Transformer loading 'science'.
It may have something to do with the existence of M-M and F-F XLR cables.
cables existence? - very unusual, typically no... you can buy a pre-made cable (rare) with the same gender on each end, but if used incorrectly/wrong, it may destroy some devices and doesn't have a common use - it's an accident waiting to happen as a 'cable'... in real world usage (you know this) an xlr-m is an output always - an xlr-f is an input always...

I have no idea why Neutrik built two skus with the different xlr genders...
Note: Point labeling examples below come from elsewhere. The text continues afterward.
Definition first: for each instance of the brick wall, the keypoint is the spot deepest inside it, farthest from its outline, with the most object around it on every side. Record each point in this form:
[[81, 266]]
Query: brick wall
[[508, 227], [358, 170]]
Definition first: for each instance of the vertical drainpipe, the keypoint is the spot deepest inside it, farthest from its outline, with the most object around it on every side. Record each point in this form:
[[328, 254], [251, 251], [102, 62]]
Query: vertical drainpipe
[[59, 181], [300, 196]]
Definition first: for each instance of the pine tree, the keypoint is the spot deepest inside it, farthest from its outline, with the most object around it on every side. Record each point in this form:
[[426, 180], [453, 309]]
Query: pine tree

.m-m/f-f xlr adapters? - yes... XLR M-M and XLR F-F barrel 'adapters' are used in pairs (always) for sound reinforcement (one of each gender on each end) to turn XLRs in a sound-reinforcement multi-connector snake installation from a send-to-receive/or a receive-to-send... it's a common trick used because it's the only way to get the job done sometimes - and in pairs (m-m and f-f) stops an inadvertent 'patching mistake'...
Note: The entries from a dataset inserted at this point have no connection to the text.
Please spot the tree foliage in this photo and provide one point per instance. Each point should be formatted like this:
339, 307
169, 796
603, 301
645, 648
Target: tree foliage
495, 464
occasionally I use a single m-m barrel adapter to get a send from a control room TT patch bay from the xlr-f patchbays in the studio for the same purpose (as a send) - or to patch a line xfmr on that same send - but that's rare...
 
It doesn't seem so.

Neutrik describes it as "Miniature transformer balancing adapter", which makes sense only if the input is the RCA in both cases.

I still have some doubt for bi-directional use (or RCA only input) of these two transformer-included adaptors.

When I went into audio enjoyment hobby world in my young era, my audio-advisory guy, who was in pro-audio world, taught me in non-elegant wordings;
"You need to remember in this way. Male XLR should only output/ejaculate signals, Female XLR should only accept the signals, in any setup of audio gears."